Basin Lake Theatre Project’s goals are to foster interest in the community and to promote professional growth and continuing education among local actors and technical theatre practitioners.
As the level of excellence increases in many of the performing arts in Prescott and the surrounding area, the company’s members hope to significantly raise not only the quality of live theatre, but the expectations of the local theatre audience.
The Basin Lake Theatre Project’s first production: The Fence, a documentary-style play that told the stories of several items left as mementos on the chain link fence surrounding the Granite Mountain Hotshots’ Station 7 in Prescott after the Yarnell Hill fire, which took the lives of 19 firefighters.
Most recently, Julie and Matthew wrote, directed, and staged The Tolerance Project, an original play based on personal stories of abuse, discrimination, and survival as told by students of Prescott’s Northpoint Academy. This effort, performed in the new Black Box Theatre at Yavapai College Performing Arts Center, achieved international recognition.

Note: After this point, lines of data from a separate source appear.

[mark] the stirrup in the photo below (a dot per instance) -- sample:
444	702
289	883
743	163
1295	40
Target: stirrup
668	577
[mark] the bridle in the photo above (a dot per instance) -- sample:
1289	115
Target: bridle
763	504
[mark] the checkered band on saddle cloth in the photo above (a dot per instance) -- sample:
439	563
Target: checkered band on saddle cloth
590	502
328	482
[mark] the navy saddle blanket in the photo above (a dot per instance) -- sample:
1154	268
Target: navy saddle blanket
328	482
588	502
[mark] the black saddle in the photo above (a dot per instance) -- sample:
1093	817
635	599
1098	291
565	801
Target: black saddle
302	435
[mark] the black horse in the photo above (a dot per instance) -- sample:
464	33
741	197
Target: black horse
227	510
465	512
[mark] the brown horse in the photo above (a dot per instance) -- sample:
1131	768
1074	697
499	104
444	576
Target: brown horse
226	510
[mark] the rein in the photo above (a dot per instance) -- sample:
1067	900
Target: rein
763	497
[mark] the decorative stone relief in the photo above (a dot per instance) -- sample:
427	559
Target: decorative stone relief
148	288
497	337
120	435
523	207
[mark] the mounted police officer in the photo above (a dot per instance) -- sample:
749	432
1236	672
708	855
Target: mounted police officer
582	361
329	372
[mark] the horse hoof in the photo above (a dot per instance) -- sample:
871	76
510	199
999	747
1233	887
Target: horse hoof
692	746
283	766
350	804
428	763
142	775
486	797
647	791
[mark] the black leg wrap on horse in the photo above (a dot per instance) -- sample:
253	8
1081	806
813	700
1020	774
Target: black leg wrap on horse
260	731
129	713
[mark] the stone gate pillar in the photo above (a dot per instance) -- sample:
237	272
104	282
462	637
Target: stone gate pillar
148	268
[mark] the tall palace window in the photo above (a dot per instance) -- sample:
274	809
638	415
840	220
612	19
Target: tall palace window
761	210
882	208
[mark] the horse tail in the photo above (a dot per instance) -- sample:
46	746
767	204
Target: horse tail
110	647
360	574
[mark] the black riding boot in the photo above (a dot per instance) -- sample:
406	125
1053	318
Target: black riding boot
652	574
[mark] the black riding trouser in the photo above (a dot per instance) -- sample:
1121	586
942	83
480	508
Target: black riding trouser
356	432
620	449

And, this October, the company will stage its most ambitious project to date: a production of William Shakespeare’s Scottish tragedy, “Macbeth,” at the Elks Theatre and Performing Arts Center. The production will employ the area’s top acting and technical talents and will be groundbreaking in its use of “O.P.,” or original pronunciation, an interpretation by expert linguists of the accent one might have heard in Shakespeare’s time.
It differs greatly from the “high-brow,” received pronunciation the typical Shakespeare audience has come to expect. Original pronunciation has more common, earthier roots and tends to be more understandable – therefore making the Bard’s works more accessible. Of interest is the fact that this style of speech was brought to North America by the Pilgrims, and shares many of its characteristics with those of American English.
Founding members Julie, Jeannen, and Ered, along with consultant Karen Murphy, bring to the company vast, professional experience and training in all aspects of the theatrical field: performance, design, and education. Local theatre-goers may be aware that this array of talents has been displayed locally in countless productions staged in both community and college venues.
But, taking its cue from the Arizona Philharmonic, members of the Basin Lake Theatre Project are determined to move forward, and confident that the company can develop and sustain professional theatre in Prescott, further supplementing the area’s live performance offerings.